Standard Disclaimer: These characters belong to the WB & AS-P.
Dedication: This is for any Egyptians who might be reading. I went on a cruise down the Nile in May 2005 - I strongly recommend going there to everyone. The Nile is a magical place.
Spoilers/Timeline: No spoilers, set in Season 6
A/N: Do read and review.

Mermaids Cry Too
Chapter 4: Don't You Cry

"Hey, pass the chips."

"Get them yourself; they're just on the table, right beside your feet, which, by the way, are unhygienically placed on the coffee table."

"Yeah, but then I'd have to do a sort of sit-up to get there, and as a Gilmore, just the thought of that much exercise fulfils my stomach crunch quota for the next decade."

"You do realise that I'm in the kitchen."


"Far, far away from the chips."


"Lorelai..." I grumble under my breath as I stride into the living room, grab the bowl of chips from the table, and dump the bowl in Lorelai's lap.

"I walked ten steps to move a bowl 30 inches." I raise my eyebrows at her, taking in her boneless posture on the sofa. 'She's gonna need a backrub later if she keeps stressing her lower back like that,' I think to myself.

"Yes, but you love exercise, right?" She looked up from the tv, in time to see the tail-end of the look. I just fold my arms and continue to glare at her.

"Do you know how energy-inefficient you've just made me?"

"Why don't you eat some chips, I hear they've pack a punch, energy-wise." Lorelai offers up the bowl to me, jiggling it a little. I sigh into the rustling chips, and she lowers her arm and pouted a little.

"Yeah, yeah, I get the picture. No more energy-inefficient Luke Danes. I got it." She returned her gaze to the tv, which was tuned to some talk-show or other. 'Probably Larry King or David Letterman or Leno or something,' I think, and grimace at the fact that I'd actually been able, without much effort, to run through the names of these talk-show hosts without so much as a blink. 'If this isn't love,' I think wryly to myself, as I return to the kitchen.

I pick up my discarded paper, and continue reading the sports page, but I find that my mind can't stay on the numbers anymore. I sneak a peek at her. She's gazing into the idiot box intently, like it's got some sort of hold on her, which it probably does. I see her pick up the telephone, and stare at it. Put it down again.

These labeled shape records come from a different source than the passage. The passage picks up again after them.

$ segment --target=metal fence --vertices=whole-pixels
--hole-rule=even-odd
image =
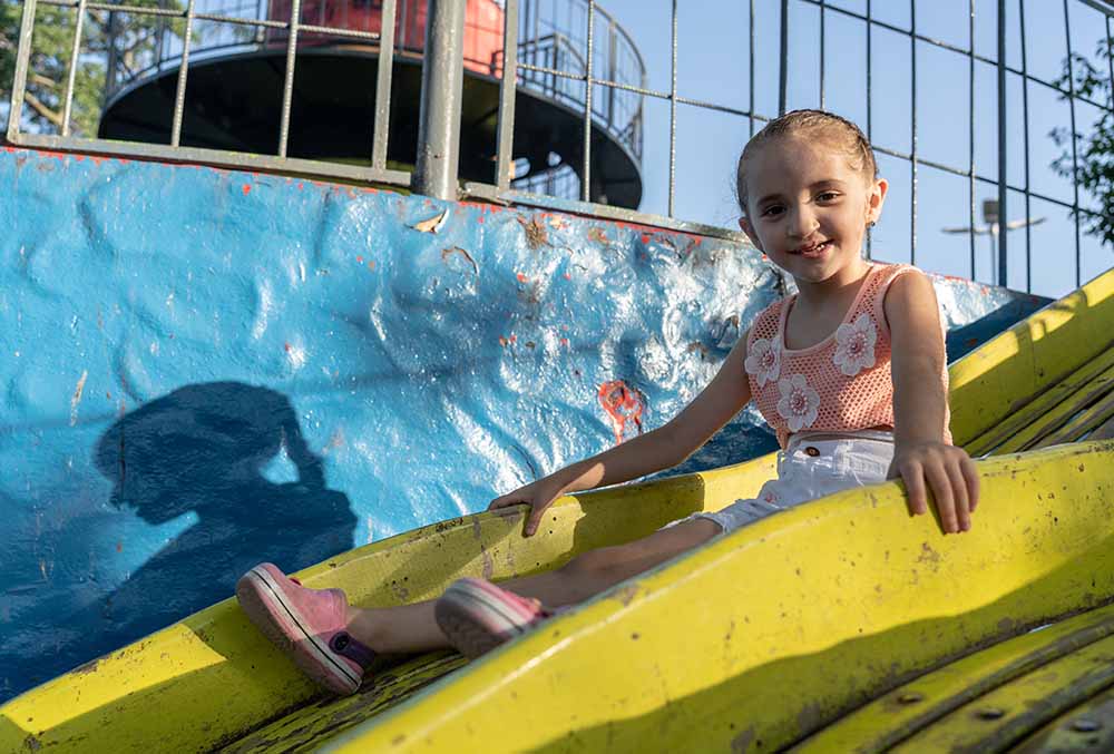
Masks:
[[[988,228],[996,234],[1000,247],[996,277],[1000,284],[1009,280],[1007,261],[1007,233],[1004,232],[1012,207],[1013,198],[1019,198],[1025,207],[1025,217],[1029,216],[1029,205],[1034,199],[1062,207],[1075,215],[1075,278],[1078,284],[1082,276],[1081,264],[1081,218],[1093,214],[1094,209],[1079,200],[1079,187],[1076,179],[1078,155],[1076,138],[1072,138],[1072,167],[1074,197],[1072,200],[1044,193],[1040,186],[1030,182],[1030,94],[1035,89],[1047,90],[1057,97],[1066,99],[1071,109],[1071,130],[1077,131],[1077,110],[1084,106],[1097,110],[1110,110],[1110,101],[1098,102],[1079,96],[1074,90],[1072,77],[1066,79],[1066,86],[1048,77],[1035,75],[1027,65],[1026,50],[1030,40],[1026,39],[1025,13],[1032,9],[1032,0],[996,0],[995,3],[980,2],[976,8],[975,0],[966,1],[968,35],[966,43],[945,41],[927,36],[918,29],[917,0],[886,0],[886,7],[908,6],[908,23],[895,23],[880,17],[880,0],[780,0],[780,60],[778,63],[779,97],[778,111],[763,112],[755,106],[755,0],[749,0],[750,37],[746,76],[749,80],[749,101],[745,107],[729,106],[723,102],[706,101],[686,97],[677,86],[677,18],[678,3],[672,0],[668,6],[671,20],[668,48],[671,55],[668,88],[651,88],[646,86],[645,67],[642,65],[637,47],[629,35],[622,29],[615,19],[608,14],[595,0],[502,0],[504,16],[502,50],[497,60],[491,61],[491,74],[501,78],[500,100],[498,111],[497,138],[497,179],[491,184],[458,182],[457,157],[455,154],[459,134],[459,91],[461,80],[461,59],[463,57],[463,14],[465,0],[429,0],[428,11],[430,22],[422,41],[422,116],[419,134],[418,165],[411,176],[408,172],[388,169],[385,164],[387,135],[389,131],[389,107],[391,89],[392,60],[395,49],[405,52],[414,49],[413,45],[401,46],[394,39],[394,19],[400,3],[407,0],[382,0],[383,22],[378,32],[306,23],[301,12],[302,2],[309,0],[287,0],[289,8],[284,18],[278,18],[272,7],[262,2],[236,8],[235,0],[185,0],[184,7],[166,7],[167,2],[159,0],[155,6],[127,6],[121,3],[96,2],[92,0],[25,0],[23,17],[18,50],[16,79],[11,98],[11,110],[8,127],[8,140],[16,145],[45,147],[50,149],[74,149],[105,154],[140,155],[174,160],[201,161],[251,169],[301,172],[358,182],[378,182],[398,186],[412,187],[441,198],[456,198],[460,195],[487,198],[505,203],[519,203],[535,206],[549,206],[574,209],[577,212],[635,221],[646,224],[675,227],[712,235],[737,237],[731,229],[711,227],[703,224],[686,222],[675,217],[676,193],[676,154],[677,154],[677,107],[690,106],[702,110],[717,111],[737,116],[749,124],[750,133],[756,125],[770,120],[788,106],[792,85],[790,71],[791,40],[794,45],[807,45],[819,50],[819,89],[811,106],[824,107],[829,90],[831,74],[825,70],[825,47],[830,43],[830,26],[838,17],[841,21],[861,25],[866,39],[866,130],[871,135],[876,120],[876,108],[871,98],[872,71],[874,70],[872,40],[878,33],[899,35],[908,40],[909,67],[911,69],[911,86],[908,102],[910,118],[908,123],[908,149],[893,148],[873,140],[874,149],[880,155],[907,164],[910,186],[909,197],[909,256],[918,261],[918,178],[920,172],[930,167],[936,170],[958,176],[968,185],[968,221],[965,231],[970,236],[970,276],[976,271],[976,232],[977,232],[977,195],[979,187],[993,187],[997,190],[997,213],[1000,223],[988,222]],[[223,3],[216,7],[221,12],[211,12],[212,6],[206,2]],[[666,0],[662,0],[666,2]],[[1105,39],[1111,40],[1111,17],[1114,7],[1103,0],[1040,0],[1042,8],[1047,10],[1051,4],[1062,8],[1066,28],[1066,46],[1064,59],[1069,59],[1076,51],[1072,28],[1073,13],[1079,8],[1098,11],[1105,23]],[[75,11],[74,47],[70,58],[70,76],[65,95],[65,114],[60,133],[55,135],[26,133],[20,128],[23,97],[27,86],[28,61],[33,46],[33,28],[36,7],[39,4],[71,8]],[[924,0],[921,6],[924,7]],[[769,6],[765,7],[769,9]],[[801,39],[794,36],[791,23],[792,13],[801,8],[819,13],[818,38]],[[922,8],[924,9],[924,8]],[[1008,10],[1008,13],[1007,13]],[[403,9],[404,11],[404,9]],[[152,70],[165,70],[168,66],[176,67],[177,96],[173,118],[173,128],[167,145],[148,145],[137,143],[117,143],[101,139],[75,138],[70,135],[69,121],[74,96],[72,61],[79,57],[81,45],[81,20],[90,12],[115,12],[119,14],[153,16],[162,19],[164,26],[175,23],[180,28],[177,42],[160,41],[157,48],[139,60],[129,62],[125,69],[115,61],[110,69],[109,89],[119,90],[148,76]],[[977,16],[977,13],[981,16]],[[555,21],[565,14],[564,20]],[[996,18],[996,51],[988,52],[977,49],[976,19],[987,14]],[[1019,19],[1017,18],[1019,16]],[[195,43],[194,33],[197,25],[208,22],[217,25],[222,31],[214,33],[207,41]],[[408,28],[403,26],[402,28]],[[375,100],[374,144],[371,149],[369,167],[323,163],[316,160],[292,159],[286,157],[286,141],[290,119],[291,88],[299,49],[299,38],[304,35],[329,36],[374,45],[380,50],[379,87]],[[1020,65],[1012,66],[1007,60],[1007,41],[1017,40],[1020,43]],[[165,35],[164,35],[165,37]],[[285,86],[282,109],[280,139],[274,156],[258,156],[240,153],[199,149],[180,146],[182,108],[187,86],[190,56],[212,52],[219,48],[243,47],[281,41],[285,45]],[[936,49],[950,55],[961,56],[967,63],[967,92],[969,97],[969,123],[967,124],[968,159],[965,165],[952,165],[946,161],[927,158],[918,148],[921,134],[919,128],[922,116],[918,110],[918,87],[926,71],[918,70],[918,51]],[[976,66],[988,66],[996,72],[996,120],[997,120],[997,156],[987,165],[976,160]],[[1114,67],[1111,68],[1111,79],[1114,82]],[[764,75],[771,75],[766,70]],[[1007,87],[1009,81],[1020,84],[1022,92],[1022,129],[1025,146],[1022,149],[1024,169],[1020,180],[1010,180],[1010,149],[1007,148],[1007,129],[1010,118],[1007,114]],[[115,88],[115,89],[114,89]],[[546,97],[560,101],[565,107],[576,109],[583,120],[583,150],[575,169],[567,164],[555,165],[554,175],[532,177],[527,182],[516,182],[512,154],[514,114],[516,95],[520,89],[532,89]],[[456,91],[456,98],[452,92]],[[663,100],[668,106],[668,190],[667,208],[664,215],[651,215],[631,209],[608,207],[588,203],[592,184],[593,128],[604,128],[620,139],[627,148],[642,158],[643,114],[646,98]],[[993,168],[996,165],[996,170]],[[566,193],[579,188],[579,202],[567,198],[555,198],[549,193]],[[989,218],[987,218],[989,219]],[[1000,231],[1000,232],[999,232]],[[869,241],[868,241],[869,244]],[[1029,226],[1025,226],[1025,285],[1032,285],[1032,237]],[[869,252],[869,245],[868,245]]]

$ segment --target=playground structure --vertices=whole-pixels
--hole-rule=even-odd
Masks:
[[[1114,271],[951,365],[956,441],[985,454],[975,529],[961,537],[931,516],[909,520],[896,481],[840,492],[616,585],[477,660],[428,653],[348,697],[323,697],[227,599],[0,707],[0,743],[1107,751],[1112,324]],[[456,578],[547,570],[719,509],[756,492],[774,463],[564,497],[548,536],[529,539],[522,511],[447,520],[299,577],[363,606],[427,599]]]
[[[453,28],[463,87],[459,112],[453,116],[459,124],[459,176],[494,184],[498,183],[496,143],[505,27],[514,22],[514,16],[508,18],[504,3],[496,0],[457,4],[463,10],[463,28]],[[580,194],[585,87],[575,78],[543,70],[583,76],[588,69],[586,43],[576,31],[576,21],[583,25],[587,16],[587,2],[565,4],[558,8],[553,0],[526,0],[511,11],[517,11],[519,19],[514,32],[519,39],[519,65],[514,161],[508,178],[519,189],[565,186],[565,198],[571,199]],[[291,23],[295,9],[299,20]],[[421,131],[421,63],[436,47],[434,42],[427,49],[428,11],[426,0],[313,0],[296,4],[274,0],[256,8],[245,8],[237,0],[196,0],[195,17],[246,17],[245,21],[267,26],[255,27],[254,35],[251,27],[211,27],[189,45],[186,59],[186,40],[160,18],[157,41],[139,62],[125,65],[120,56],[110,61],[99,137],[170,141],[176,85],[179,71],[188,65],[178,141],[184,147],[266,154],[281,143],[280,154],[293,158],[372,165],[374,143],[375,148],[385,148],[385,160],[392,167],[412,169]],[[644,66],[629,35],[603,8],[594,13],[599,32],[598,59],[594,61],[597,75],[627,87],[645,86]],[[384,18],[394,19],[385,33]],[[115,48],[115,42],[110,43]],[[284,58],[290,50],[296,51],[297,62],[290,81],[284,82]],[[382,100],[378,99],[379,87],[384,90]],[[588,196],[593,202],[638,206],[642,123],[638,94],[613,88],[592,102]],[[285,129],[283,137],[281,128]],[[383,143],[375,141],[378,138]]]
[[[147,133],[154,138],[158,131],[164,144],[77,139],[66,134],[65,124],[60,134],[22,129],[19,105],[30,70],[37,2],[72,7],[77,17],[148,12],[88,0],[31,0],[25,6],[16,115],[9,125],[12,146],[0,153],[3,185],[12,187],[0,196],[0,219],[11,228],[4,252],[12,260],[4,267],[9,277],[0,310],[4,343],[12,352],[3,373],[11,425],[0,435],[0,459],[11,470],[0,480],[0,501],[12,513],[6,532],[11,546],[0,549],[11,558],[3,570],[14,575],[0,606],[0,615],[13,619],[3,624],[8,633],[0,645],[19,654],[23,673],[68,657],[63,649],[75,636],[126,639],[97,645],[81,658],[91,662],[80,673],[63,675],[4,706],[4,744],[33,748],[57,742],[59,747],[81,750],[94,741],[84,736],[107,733],[116,736],[105,742],[113,750],[246,750],[265,748],[268,741],[281,750],[314,747],[341,734],[351,735],[359,747],[370,740],[418,745],[418,729],[449,736],[439,741],[459,741],[455,736],[461,726],[473,723],[465,715],[475,712],[468,705],[477,699],[495,695],[507,708],[529,707],[521,689],[549,694],[555,678],[568,678],[577,668],[608,657],[622,673],[632,674],[616,673],[615,688],[624,678],[627,686],[632,677],[663,680],[639,698],[603,689],[610,696],[606,703],[589,704],[588,712],[585,701],[596,698],[593,694],[600,689],[595,683],[574,686],[550,717],[531,716],[536,707],[521,709],[518,728],[499,728],[496,735],[476,718],[475,731],[508,748],[532,743],[559,750],[569,731],[589,745],[614,738],[619,746],[653,742],[666,747],[686,743],[694,729],[711,729],[701,717],[706,698],[724,692],[719,698],[734,701],[742,689],[739,698],[758,706],[720,709],[715,741],[744,750],[776,747],[801,741],[869,702],[863,691],[869,689],[880,695],[876,709],[886,715],[867,723],[877,726],[879,719],[889,719],[895,702],[906,711],[905,727],[879,734],[889,745],[886,742],[911,735],[911,725],[928,725],[956,711],[969,721],[967,713],[978,709],[962,705],[971,702],[973,688],[1026,678],[1024,673],[1040,667],[1039,660],[1107,630],[1110,621],[1100,605],[1111,594],[1104,502],[1110,499],[1111,451],[1108,441],[1097,438],[1110,431],[1110,275],[970,354],[952,372],[957,439],[976,453],[1005,453],[985,462],[993,489],[981,520],[988,520],[986,511],[995,510],[996,500],[999,510],[1008,503],[1016,512],[996,519],[997,529],[987,523],[1001,537],[971,554],[959,552],[952,540],[938,541],[929,521],[903,529],[907,539],[892,551],[862,551],[851,522],[873,532],[869,541],[874,544],[883,541],[881,532],[896,528],[902,500],[899,488],[889,484],[866,497],[821,503],[814,512],[802,509],[624,585],[564,618],[563,626],[555,626],[559,637],[539,633],[448,677],[460,667],[459,658],[418,658],[346,702],[315,697],[231,603],[182,620],[223,599],[231,589],[219,585],[219,578],[234,578],[242,569],[238,559],[271,557],[268,547],[285,558],[284,565],[294,564],[291,570],[320,561],[304,574],[310,584],[343,585],[365,604],[395,604],[429,596],[459,575],[502,578],[521,572],[515,568],[556,567],[584,548],[638,536],[700,506],[730,501],[769,473],[769,459],[735,466],[769,449],[770,438],[755,428],[753,418],[741,417],[727,428],[719,449],[685,469],[702,472],[697,476],[563,500],[555,507],[558,520],[550,538],[518,539],[519,522],[512,518],[461,518],[486,502],[495,483],[506,487],[574,454],[602,450],[670,414],[706,380],[737,336],[740,323],[778,295],[783,282],[756,255],[749,255],[737,233],[614,206],[617,189],[603,190],[600,175],[606,180],[608,174],[597,163],[600,151],[617,144],[642,156],[634,148],[641,140],[634,137],[645,126],[643,98],[661,97],[674,110],[693,100],[676,86],[652,91],[624,84],[637,79],[620,72],[608,71],[604,79],[607,69],[599,55],[606,36],[598,33],[597,23],[605,16],[590,0],[569,3],[584,11],[585,33],[569,41],[570,49],[583,49],[580,69],[559,56],[554,62],[556,47],[530,58],[530,43],[519,43],[545,36],[527,31],[532,27],[526,21],[532,12],[527,9],[540,3],[431,2],[431,32],[422,37],[420,56],[414,40],[421,23],[416,20],[410,29],[407,20],[416,18],[417,6],[402,0],[385,0],[379,16],[371,12],[379,3],[368,6],[362,16],[352,13],[355,6],[329,3],[306,4],[304,12],[302,6],[297,12],[293,6],[256,7],[241,16],[209,13],[219,9],[198,2],[153,7],[155,17],[177,25],[179,40],[189,38],[190,23],[248,31],[229,37],[227,46],[202,35],[198,46],[177,50],[176,35],[167,35],[159,62],[135,68],[135,76],[114,75],[114,123],[129,127],[119,117],[129,107],[137,117],[165,108],[168,127],[156,124]],[[915,28],[871,18],[869,3],[863,14],[819,1],[797,2],[817,9],[821,18],[839,13],[874,28],[893,27],[909,37],[910,46],[936,45]],[[781,6],[783,21],[789,4]],[[1073,8],[1084,6],[1108,10],[1104,3],[1073,0]],[[475,21],[469,32],[475,8],[485,9],[487,20]],[[373,20],[391,13],[395,23],[381,23],[374,31]],[[504,53],[496,50],[495,70],[500,65],[516,70],[517,86],[510,76],[494,76],[492,63],[483,62],[492,51],[498,13]],[[788,25],[781,30],[785,45]],[[397,42],[387,43],[384,32],[394,35]],[[999,40],[1004,33],[999,29]],[[79,29],[75,41],[80,41]],[[213,47],[202,50],[206,45]],[[971,47],[971,66],[986,62]],[[182,55],[183,49],[192,55]],[[378,67],[388,55],[392,65]],[[364,87],[374,97],[360,116],[373,128],[362,151],[355,153],[358,159],[333,161],[320,157],[339,155],[311,158],[297,151],[297,124],[313,117],[296,109],[299,71],[312,70],[315,58],[377,62],[362,74],[363,80],[375,82]],[[417,72],[419,58],[422,82],[399,85]],[[193,141],[206,133],[227,138],[221,127],[204,127],[207,118],[221,124],[208,109],[212,101],[201,105],[205,92],[192,99],[195,89],[208,88],[202,86],[204,77],[222,66],[231,66],[224,72],[246,71],[236,67],[264,59],[273,80],[282,84],[281,96],[272,87],[267,105],[274,123],[261,130],[261,143],[273,146],[254,155],[235,144]],[[784,55],[781,65],[784,70]],[[999,65],[1007,75],[1033,79],[1024,69]],[[459,88],[452,84],[456,66]],[[752,80],[753,75],[752,67]],[[779,109],[786,101],[785,75],[781,79]],[[553,87],[548,96],[547,82]],[[485,126],[489,136],[494,133],[495,146],[483,154],[489,165],[499,167],[494,173],[485,168],[488,172],[476,179],[466,170],[472,157],[463,147],[459,155],[455,148],[458,128],[463,144],[467,124],[461,114],[469,102],[451,96],[472,85],[489,94],[498,90],[490,104],[498,112],[488,116]],[[560,87],[568,87],[567,100]],[[578,87],[585,92],[582,99],[576,98]],[[638,104],[632,110],[637,117],[614,119],[622,125],[617,134],[603,117],[607,97],[598,96],[602,89],[629,94],[629,101]],[[395,128],[403,120],[395,116],[397,97],[390,94],[403,90],[422,92],[423,107],[417,108],[409,134]],[[818,104],[823,97],[821,87]],[[149,98],[148,106],[143,98]],[[526,157],[529,167],[522,161],[516,168],[526,154],[516,146],[522,124],[530,123],[528,116],[519,120],[520,106],[534,99],[546,100],[546,108],[579,108],[576,138],[559,165],[550,166],[546,154],[544,159]],[[732,111],[752,126],[776,114],[760,112],[753,105]],[[913,129],[916,117],[913,108]],[[637,125],[627,129],[631,124]],[[198,130],[192,130],[195,125]],[[397,131],[413,139],[413,173],[402,169],[409,165],[405,159],[391,156],[399,148]],[[674,137],[671,124],[671,140]],[[886,147],[879,151],[907,159],[913,177],[926,165],[949,168],[931,165],[916,143],[910,153]],[[133,157],[170,165],[127,161]],[[1003,154],[999,168],[1005,164]],[[549,167],[565,169],[565,178]],[[949,169],[974,187],[987,182],[976,167],[973,158],[966,170]],[[565,180],[569,170],[579,202],[539,196],[530,188],[537,185],[530,182]],[[398,196],[371,184],[420,195]],[[1039,187],[1004,185],[1026,200],[1030,195],[1040,198]],[[605,195],[612,204],[590,202]],[[916,216],[916,192],[911,202]],[[507,209],[507,204],[519,206]],[[538,205],[548,210],[524,208]],[[1079,208],[1078,200],[1062,205]],[[974,255],[974,239],[971,244]],[[910,246],[917,246],[916,225]],[[1078,232],[1075,268],[1078,276]],[[961,352],[984,340],[988,322],[1006,304],[1024,304],[1020,316],[1040,303],[964,281],[938,280],[937,290],[952,329],[954,355],[954,342],[966,346]],[[632,300],[638,305],[631,306]],[[1004,322],[996,320],[995,330]],[[979,336],[960,336],[979,326]],[[538,417],[555,418],[548,434]],[[1082,442],[1014,454],[1064,441]],[[196,453],[197,447],[219,452]],[[446,447],[467,448],[468,453],[437,452]],[[193,453],[186,453],[188,463],[178,462],[177,450]],[[423,473],[428,468],[438,469],[438,474]],[[499,476],[507,469],[514,478]],[[629,528],[629,518],[620,517],[634,496],[645,502],[645,518],[639,520],[644,530]],[[244,507],[225,505],[229,499]],[[1017,506],[1018,500],[1025,506]],[[126,510],[135,512],[129,517]],[[305,531],[315,522],[329,527],[314,530],[309,544],[275,536],[278,530]],[[805,529],[812,525],[809,535]],[[1033,530],[1039,536],[1032,536]],[[338,555],[368,541],[369,547]],[[837,542],[837,549],[822,550],[823,542]],[[1081,542],[1094,559],[1067,557],[1078,554]],[[736,546],[737,555],[730,551]],[[776,560],[788,549],[828,557]],[[864,568],[863,556],[873,567]],[[891,556],[897,562],[888,560]],[[758,565],[772,560],[781,569],[779,584],[797,590],[789,606],[795,625],[811,631],[804,638],[789,635],[789,644],[761,645],[776,662],[763,665],[740,648],[759,646],[746,640],[742,627],[754,615],[743,607],[716,614],[719,623],[707,624],[700,639],[706,662],[698,672],[667,653],[658,664],[657,655],[645,650],[651,643],[663,652],[687,649],[690,645],[673,635],[677,626],[668,617],[683,610],[711,614],[701,594],[731,596]],[[201,568],[209,570],[198,579]],[[725,569],[724,577],[713,577],[716,568]],[[945,577],[975,571],[1003,578],[987,577],[985,588],[957,606]],[[870,576],[886,580],[869,581]],[[926,597],[928,581],[937,590]],[[854,599],[847,600],[843,595],[852,582],[861,590],[851,589]],[[876,591],[879,586],[881,593]],[[711,590],[702,591],[705,588]],[[179,601],[158,598],[168,594]],[[818,600],[817,594],[836,595],[836,601]],[[768,626],[776,625],[782,606],[760,597],[747,594],[720,604],[755,605],[769,614]],[[825,617],[825,610],[836,609],[844,610],[840,615],[847,620]],[[971,664],[961,666],[959,691],[944,701],[931,697],[925,715],[929,705],[918,706],[916,698],[922,691],[896,691],[915,682],[917,674],[955,659],[971,642],[1016,642],[1019,631],[1073,610],[1087,611],[1094,626],[1081,633],[1077,624],[1065,623],[1056,633],[1038,633],[1038,643],[1052,637],[1056,644],[1037,647],[1036,655],[1028,653],[1030,644],[1020,649],[1016,644],[995,645],[988,664],[980,666],[986,675],[971,675]],[[74,615],[77,619],[71,620]],[[857,623],[863,615],[873,623]],[[60,616],[67,616],[66,623]],[[137,623],[127,625],[133,617]],[[838,634],[833,623],[840,630],[862,628],[866,637]],[[127,644],[147,634],[144,642]],[[1065,635],[1071,640],[1059,642]],[[814,652],[802,654],[801,647]],[[903,647],[913,649],[902,654]],[[92,659],[108,649],[117,650]],[[535,662],[543,655],[549,659]],[[883,655],[897,670],[893,664],[878,665],[877,657]],[[8,657],[0,665],[17,667]],[[994,664],[1003,657],[1020,660],[1007,662],[1009,672],[1004,674],[998,672],[1001,665]],[[1089,657],[1084,655],[1084,662]],[[247,668],[261,668],[262,675]],[[786,668],[798,678],[790,691],[808,688],[814,697],[786,701],[755,694],[746,685],[789,677],[782,675]],[[815,683],[817,668],[829,685]],[[50,675],[63,669],[53,667]],[[849,692],[841,680],[847,677],[861,684]],[[515,685],[517,678],[522,678],[521,685]],[[1055,698],[1067,699],[1067,705],[1101,703],[1101,696],[1091,695],[1098,682],[1102,678],[1083,677],[1071,694]],[[934,683],[934,688],[942,687],[939,678]],[[176,704],[168,702],[172,698]],[[148,714],[146,704],[158,712]],[[167,708],[209,727],[172,723],[162,714]],[[1005,731],[1003,736],[1027,734],[1035,724],[1055,722],[1049,715],[1075,708],[1045,707],[1022,723],[1004,714],[995,718],[1000,727],[993,729]],[[869,709],[866,717],[871,717]],[[853,729],[867,724],[863,717],[846,719]],[[846,729],[828,735],[843,741]],[[408,738],[399,738],[403,735]]]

She's been doing that a lot lately. She thinks I don't notice, but I do. The little things. 'God is in the details', Mia once told me, when a whole curtain rail fell down at the Independence Inn, along with about a pound of plaster, all because I didn't drill in the final screw (I went for lunch.) I was so apologetic that I think I grovelled just to re-do the entire thing, which was the only thing that I could have done in penance anyway.

She's all happy and smiling, sunshine and roses all day. She laughs and dances with me, twirling like Meg Ryan and her mother in 'You've Got Mail'; she mocks the movies we rent and throws popcorn at the TV, which she insists that I clean up afterwards; she eats ice-cream out of the tub as she reads the paper.

Of course she's dying. I know she is. Her baby's lost to her.

. . .
sweet Lorelei
. . .

"Luke," she turned to me the other night. I look over to her, glass poised halfway between the counter top and my lips. "I don't want to set a date for the wedding until things are right with Rory."

Of course you don't. And I don't want to either. How can we get married if Rory's not your bridesmaid?

I don't know what's been going on in that beautiful head of yours, but I do know this: as brusque as I might be sometimes, I get the important things.

. . .
don't you cry
. . .

I stare, seeing but unseeing, at the tv. I hope Luke doesn't notice. I'm trying not to notice. How the bottom just dropped out of my world. Again. I never through that it could happen twice in anyone's life, but no, it odds are that it had to happen to me. Again.

Is this how my parents felt when I left? I would hate to imagine that I can now empathise with them. A daughter lost to the world. How ironic. They lost me to the banalities of Metallica and Madonna, and I lost her to the niceties of the Lourve and the DAR.

I haven't cried about this. I won't. There are few things in life I'm sure of – death, taxes, and the fact that my daughter will get her education, come hell or high water.

Looks like hell's here, but I'm not letting the high waters in.